Никто не ответил. Директор приподнялся и увидел, что никого вокруг и нет. Причем не было никого не в том смысле, что все ушли и обещали вернуться, или что здесь никого нет, но вообще-то есть. А в том смысле, что никого нет вообще.
— А? — растерянно прошептал Элия Бакановиц. — Ребятки? Вы где? Вы типа спрятались?
Цепляясь за стены и столы, Бакановиц встал, подтянул штаны и отправился на поиски хоть кого-нибудь. Уже в коридоре он обнаружил, что на нем только один ботинок, хотел вернуться, но плюнул и пошел дальше. Двери кабинетов были распахнуты; всюду царил полнейший разгром. Ужасаясь все больше и все больше холодея, Бакановиц вышел на лестницу — да так и сел на пол. Банку снесло половину этажей вместе с крышей. Солнце заливало лестницу, которая весело обрывалась в пространство. Края получившейся чашки были мягко оплавлены, как будто верхушку здания кто-то срезал, как шляпку гриба.
— Господин Бакановиц, — услышал Элия чей-то голос.
— Леви, — простонал Бакановиц. — Это ты, стервец…
Через пятнадцать минут началось экстренное заседание правления. Была проведена ревизия убытков, в результате которой выяснилось, что банк Бакановиц еще существует. Пошла дружная работа. Затанцевали чайники и чашечки. Была принесена новая бутылка ликера «Айриш крим» и восстановлены компьютеры вместе с ребятушками, которые за ними работали. Тут же зазвонили телефоны клиентов. Капитализация трепыхнулась у дна, дрогнула и пошла вверх. Элия Бакановиц откинулся на спинку стула и выдохнул; и где-то далеко откинулся и выдохнул нефтяник Серпинский, выяснивший, что и его корпорация скорее жива, чем мертва.
Но не мог так просто откинуться и выдохнуть Леви Штейнман. Внутри него была рябь, как на воде озера. Солнце заливало кабинет, надо было дальше искать русского и его водяное топливо, но у Леви Штейнмана все валилось из рук. Кто победил, он или Франческа? Кто кого? Не надо так спрашивать. Какая разница, если все участники сошли с ума, и если можно спокойно начинать играть с того места, где сбился весь оркестр.

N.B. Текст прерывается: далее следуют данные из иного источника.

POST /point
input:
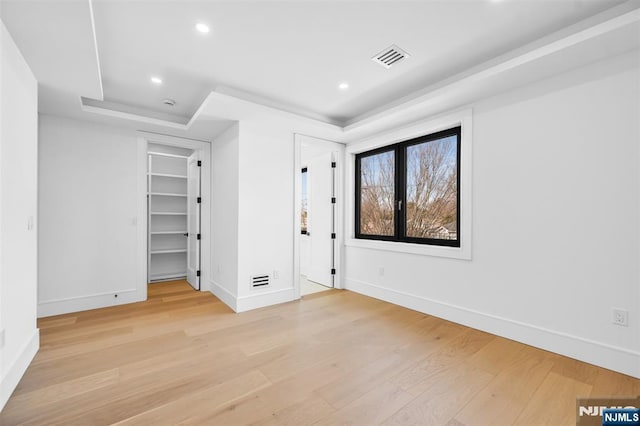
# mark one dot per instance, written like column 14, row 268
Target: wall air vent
column 390, row 56
column 259, row 281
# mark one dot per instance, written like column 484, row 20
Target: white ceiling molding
column 623, row 16
column 59, row 43
column 95, row 48
column 599, row 37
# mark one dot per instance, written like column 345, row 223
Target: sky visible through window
column 431, row 185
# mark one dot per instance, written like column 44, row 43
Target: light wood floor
column 335, row 357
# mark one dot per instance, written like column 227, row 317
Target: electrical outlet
column 620, row 317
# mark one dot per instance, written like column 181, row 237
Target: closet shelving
column 167, row 198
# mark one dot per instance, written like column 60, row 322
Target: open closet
column 173, row 192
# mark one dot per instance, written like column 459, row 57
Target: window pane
column 432, row 189
column 377, row 194
column 305, row 201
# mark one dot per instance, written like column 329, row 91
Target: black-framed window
column 305, row 202
column 410, row 191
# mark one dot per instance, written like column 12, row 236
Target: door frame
column 144, row 138
column 299, row 139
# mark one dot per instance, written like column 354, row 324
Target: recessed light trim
column 203, row 28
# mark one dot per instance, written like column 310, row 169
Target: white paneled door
column 193, row 220
column 321, row 218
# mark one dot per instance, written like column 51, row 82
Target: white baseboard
column 260, row 300
column 16, row 370
column 223, row 294
column 48, row 308
column 604, row 355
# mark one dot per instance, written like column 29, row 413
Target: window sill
column 463, row 252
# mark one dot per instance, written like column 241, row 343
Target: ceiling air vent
column 259, row 281
column 390, row 56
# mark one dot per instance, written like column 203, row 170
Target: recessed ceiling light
column 203, row 28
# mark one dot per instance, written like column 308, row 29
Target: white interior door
column 321, row 219
column 193, row 220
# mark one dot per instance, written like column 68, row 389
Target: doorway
column 177, row 208
column 317, row 248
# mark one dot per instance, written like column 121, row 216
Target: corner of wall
column 9, row 381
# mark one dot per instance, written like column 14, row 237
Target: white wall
column 265, row 234
column 88, row 216
column 556, row 222
column 224, row 216
column 18, row 220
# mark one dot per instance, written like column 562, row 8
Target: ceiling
column 288, row 55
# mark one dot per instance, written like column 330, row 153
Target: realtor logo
column 608, row 411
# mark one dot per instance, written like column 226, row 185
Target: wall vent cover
column 390, row 56
column 259, row 281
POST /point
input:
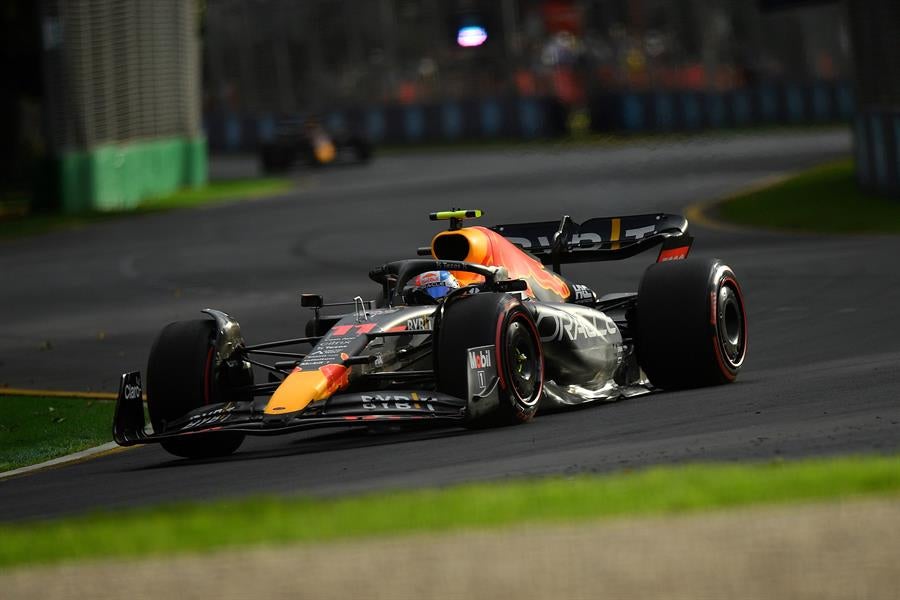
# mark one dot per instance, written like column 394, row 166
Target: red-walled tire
column 180, row 378
column 498, row 320
column 691, row 324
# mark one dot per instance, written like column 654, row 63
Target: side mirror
column 512, row 285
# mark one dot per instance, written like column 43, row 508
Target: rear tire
column 502, row 321
column 181, row 378
column 691, row 324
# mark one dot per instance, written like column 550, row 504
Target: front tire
column 498, row 320
column 180, row 378
column 691, row 324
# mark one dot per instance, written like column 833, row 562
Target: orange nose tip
column 301, row 388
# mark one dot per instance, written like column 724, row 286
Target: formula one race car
column 308, row 142
column 480, row 333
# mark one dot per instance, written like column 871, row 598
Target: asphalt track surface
column 79, row 307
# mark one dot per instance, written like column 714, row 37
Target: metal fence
column 119, row 70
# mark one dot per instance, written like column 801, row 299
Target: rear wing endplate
column 604, row 238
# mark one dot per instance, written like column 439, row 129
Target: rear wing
column 604, row 238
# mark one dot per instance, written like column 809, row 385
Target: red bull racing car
column 484, row 331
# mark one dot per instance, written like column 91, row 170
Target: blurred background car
column 307, row 142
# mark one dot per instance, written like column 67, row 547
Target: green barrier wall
column 119, row 176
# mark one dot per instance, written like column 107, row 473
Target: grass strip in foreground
column 825, row 199
column 215, row 191
column 36, row 429
column 164, row 530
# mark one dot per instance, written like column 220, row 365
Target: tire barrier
column 765, row 104
column 876, row 139
column 515, row 117
column 504, row 117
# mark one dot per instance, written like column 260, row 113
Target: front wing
column 365, row 408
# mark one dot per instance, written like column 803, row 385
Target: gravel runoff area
column 839, row 550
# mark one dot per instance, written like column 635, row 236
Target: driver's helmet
column 429, row 287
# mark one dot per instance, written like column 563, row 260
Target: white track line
column 107, row 448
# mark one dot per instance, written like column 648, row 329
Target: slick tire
column 501, row 321
column 691, row 324
column 180, row 378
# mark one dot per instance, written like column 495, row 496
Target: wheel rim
column 523, row 362
column 731, row 326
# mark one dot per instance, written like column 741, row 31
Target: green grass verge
column 34, row 429
column 216, row 191
column 266, row 520
column 824, row 199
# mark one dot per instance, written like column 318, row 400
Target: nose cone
column 301, row 388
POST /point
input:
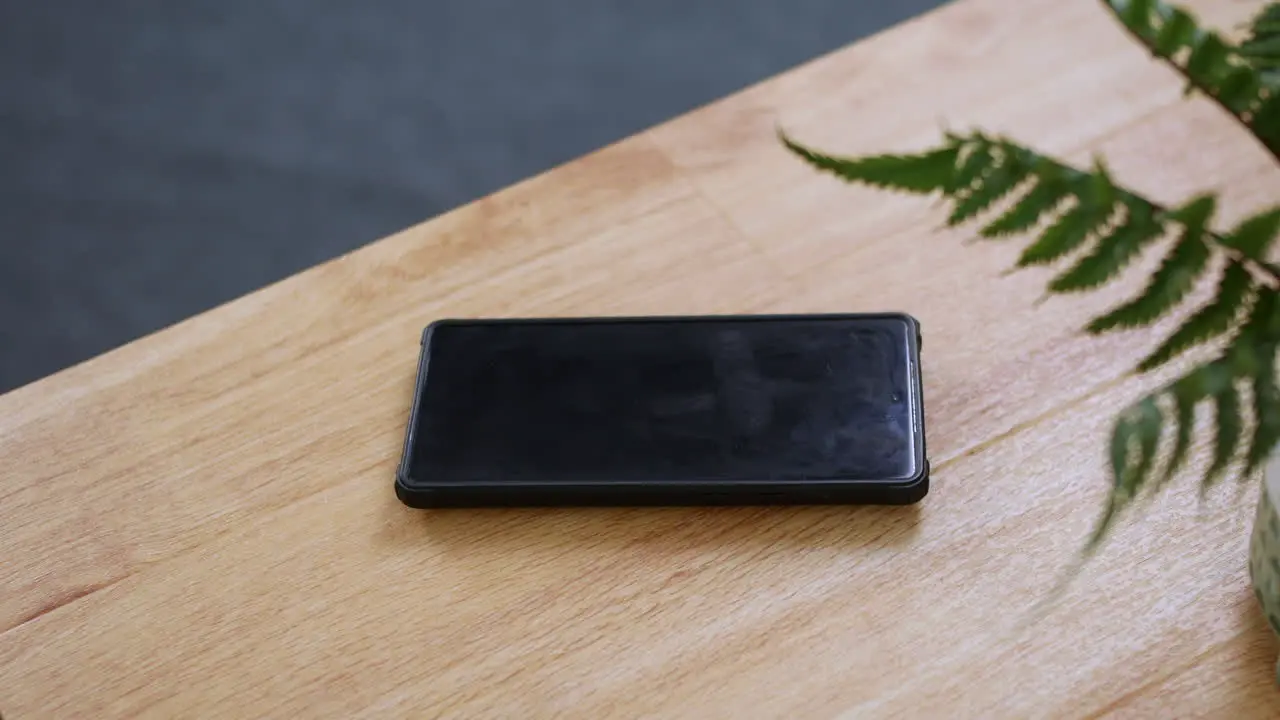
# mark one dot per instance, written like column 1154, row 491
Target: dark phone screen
column 677, row 400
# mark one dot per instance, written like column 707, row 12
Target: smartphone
column 703, row 410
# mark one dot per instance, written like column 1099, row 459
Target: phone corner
column 412, row 495
column 914, row 488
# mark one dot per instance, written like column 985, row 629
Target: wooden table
column 202, row 523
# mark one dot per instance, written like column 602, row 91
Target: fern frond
column 1009, row 167
column 1114, row 251
column 1261, row 49
column 1239, row 78
column 1184, row 264
column 1064, row 236
column 1234, row 291
column 922, row 174
column 1253, row 236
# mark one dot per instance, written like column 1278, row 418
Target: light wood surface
column 201, row 524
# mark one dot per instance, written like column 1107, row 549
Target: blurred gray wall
column 160, row 158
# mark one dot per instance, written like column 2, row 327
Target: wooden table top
column 202, row 523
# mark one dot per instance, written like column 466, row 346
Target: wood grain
column 202, row 523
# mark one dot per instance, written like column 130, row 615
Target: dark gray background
column 160, row 158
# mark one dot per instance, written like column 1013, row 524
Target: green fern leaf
column 1214, row 319
column 1265, row 121
column 1253, row 236
column 922, row 174
column 1239, row 89
column 1228, row 434
column 1114, row 251
column 1048, row 191
column 1175, row 277
column 976, row 160
column 1261, row 49
column 1178, row 32
column 1065, row 235
column 1207, row 62
column 1010, row 171
column 1136, row 14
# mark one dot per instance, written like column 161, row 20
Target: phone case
column 426, row 495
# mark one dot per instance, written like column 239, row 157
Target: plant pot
column 1265, row 547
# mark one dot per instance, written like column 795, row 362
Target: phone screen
column 667, row 400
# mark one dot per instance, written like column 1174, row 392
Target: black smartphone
column 708, row 410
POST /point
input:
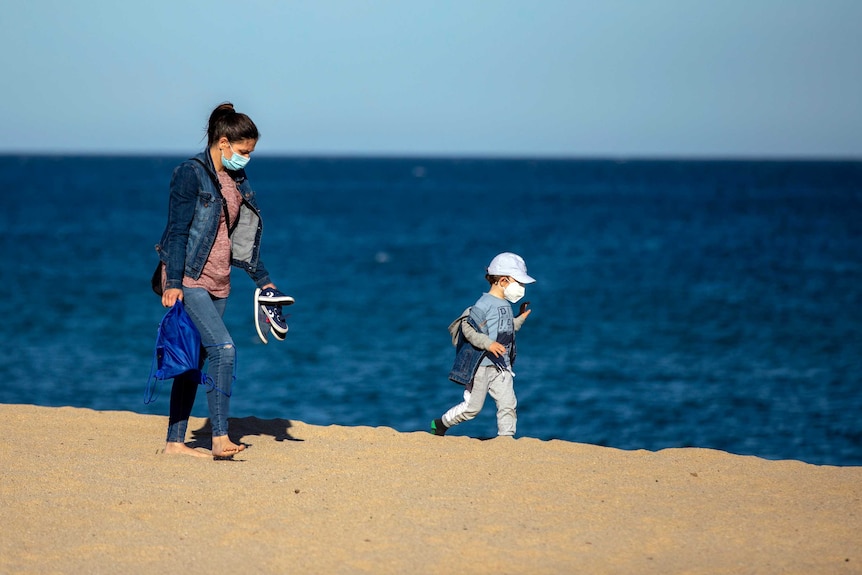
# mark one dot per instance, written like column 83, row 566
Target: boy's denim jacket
column 471, row 343
column 194, row 212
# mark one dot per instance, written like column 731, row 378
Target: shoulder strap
column 217, row 184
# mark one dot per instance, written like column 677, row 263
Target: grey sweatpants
column 501, row 386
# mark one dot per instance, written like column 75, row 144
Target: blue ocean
column 712, row 304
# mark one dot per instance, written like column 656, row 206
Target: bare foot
column 224, row 447
column 177, row 448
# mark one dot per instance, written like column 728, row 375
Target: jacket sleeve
column 181, row 211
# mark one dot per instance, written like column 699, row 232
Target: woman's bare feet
column 223, row 447
column 177, row 448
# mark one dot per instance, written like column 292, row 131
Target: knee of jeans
column 224, row 351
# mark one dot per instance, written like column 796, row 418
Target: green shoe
column 437, row 427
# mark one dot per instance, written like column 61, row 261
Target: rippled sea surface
column 679, row 303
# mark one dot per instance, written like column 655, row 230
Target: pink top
column 215, row 277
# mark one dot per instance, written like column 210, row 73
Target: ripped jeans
column 217, row 346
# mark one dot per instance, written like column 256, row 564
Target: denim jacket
column 194, row 213
column 469, row 355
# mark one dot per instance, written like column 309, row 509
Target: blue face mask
column 236, row 161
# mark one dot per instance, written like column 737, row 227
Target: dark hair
column 493, row 279
column 227, row 122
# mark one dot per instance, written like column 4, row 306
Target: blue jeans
column 217, row 346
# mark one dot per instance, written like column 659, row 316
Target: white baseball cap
column 512, row 265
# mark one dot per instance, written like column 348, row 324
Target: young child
column 484, row 338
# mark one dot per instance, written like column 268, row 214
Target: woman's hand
column 497, row 349
column 170, row 297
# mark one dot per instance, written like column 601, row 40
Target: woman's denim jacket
column 194, row 213
column 469, row 355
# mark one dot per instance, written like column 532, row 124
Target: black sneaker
column 437, row 427
column 271, row 296
column 267, row 310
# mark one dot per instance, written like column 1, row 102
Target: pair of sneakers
column 267, row 312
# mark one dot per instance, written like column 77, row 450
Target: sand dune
column 90, row 492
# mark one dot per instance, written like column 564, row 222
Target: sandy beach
column 92, row 492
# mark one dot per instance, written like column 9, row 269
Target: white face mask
column 513, row 292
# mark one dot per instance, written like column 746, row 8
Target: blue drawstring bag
column 178, row 350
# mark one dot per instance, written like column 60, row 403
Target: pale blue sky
column 637, row 78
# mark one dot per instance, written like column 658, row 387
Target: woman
column 213, row 223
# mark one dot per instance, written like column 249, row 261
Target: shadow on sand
column 240, row 429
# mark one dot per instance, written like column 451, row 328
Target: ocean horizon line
column 485, row 157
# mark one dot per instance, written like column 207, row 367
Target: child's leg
column 473, row 400
column 502, row 389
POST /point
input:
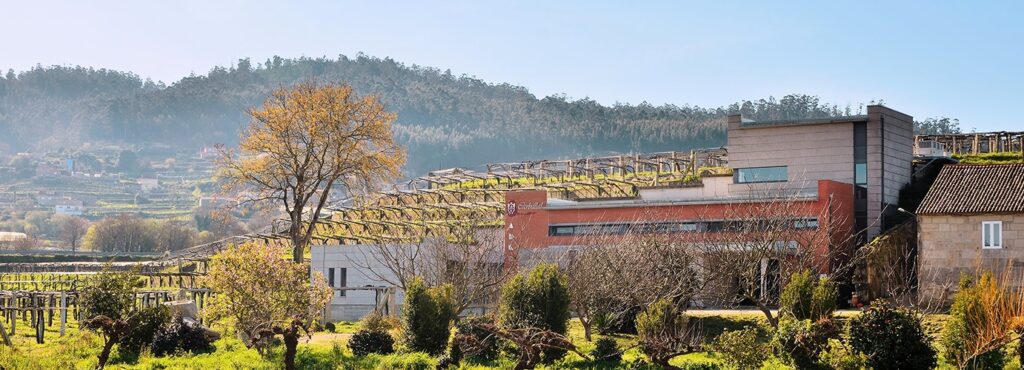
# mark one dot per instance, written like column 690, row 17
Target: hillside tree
column 306, row 141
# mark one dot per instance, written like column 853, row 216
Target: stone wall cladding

И все-таки: кто победил? Леви Штейнман чувствовал, что победили его. Кто чего-то хочет, или чего-то боится — того и победили, подумал Штейнман, осторожно занося руку над клавиатурой, но не дотрагиваясь до клавиш. Клавиши сияли. По стенам дрожали, как изюм, многократные пятна солнца. Само солнце было уже где-то наверху, у Штейнмана над макушкой, оно зависло, как хищная птица, прямо над ним — сейчас спикирует, ударит, унесет к себе в высокое гнездо. Штейнман вдруг сообразил, что дневное и ночное солнце — одно и то же. Просто ночью на солнце проступают индексы. Ночью видно, кто дергает солнце за ниточки.